The character set is “UTF-8”. There’s more information about this in the manual.
Second, you shouldn’t need to make blocklist rules for common spam words. The point of SpamSieve is to do this stuff automatically, and with a higher level of accuracy (and greater safety) than is possible with blocklist rules. No one should ever need to use the blocklist window directly, but it’s there because some people want a bit of manual control in specific situations. If you find yourself constantly tweaking the blocklist, something is wrong—probably with the setup or training.
Blocklist rules should be 100% reliable. If you make a rule to block a word in the subject, and a message contains that word in the subject, it will be blocked. If a rule doesn’t work on every eligible message, that’s evidence that SpamSieve isn’t seeing all the messages.
(The other possibility is that SpamSieve saw the message, but it didn’t use the blocklist because a higher priority filter decided that the message was good. The log will tell you when this happens.)
My answer is that it’s the wrong question to ask. You don’t need an easier way to add subject and body words. If it’s trained properly, you won’t need to add words. And if it isn’t seeing the messages, it won’t matter how many words you add because it will never catch any messages that it doesn’t see.
Instead, you should look at the log. There shouldn’t be any guesswork in this. If the log shows that SpamSieve saw the messages, then we’ll know why it got them wrong. If it shows that SpamSieve didn’t see the messages, then we’ll know that the problem is outside of SpamSieve and that you need to fix the setup in your mail program.
Thanks so much
Thank you for the detailed response and your patience. As with most of us, a little knowledge is a dangerous thing, and from my perspective, I think I understand it but I don’t. I’ll spend some time going through all your suggestions and the manual again tonight and try to make sense of it. It’s not rocket science, I’m sure, so I need to work a little harder on comprehension on my end.

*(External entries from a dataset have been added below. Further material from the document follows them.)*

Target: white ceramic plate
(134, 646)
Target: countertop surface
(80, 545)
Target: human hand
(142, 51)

I can’t wait to get this great tool working for me again. I really came to rely on it, and it had gotten so intuitive and perfect, it was a little bit scary.
SUCCESS! I deleted the old Spam mailbox and closed my Apple mail. I used the SpamSieve menu to reinstall the Apple plugin, opened Apple mail, created a new Spam mailbox and reset the SpamSieve rule under Preferences. It’s working beautifully just like it was a few months ago. Yippee!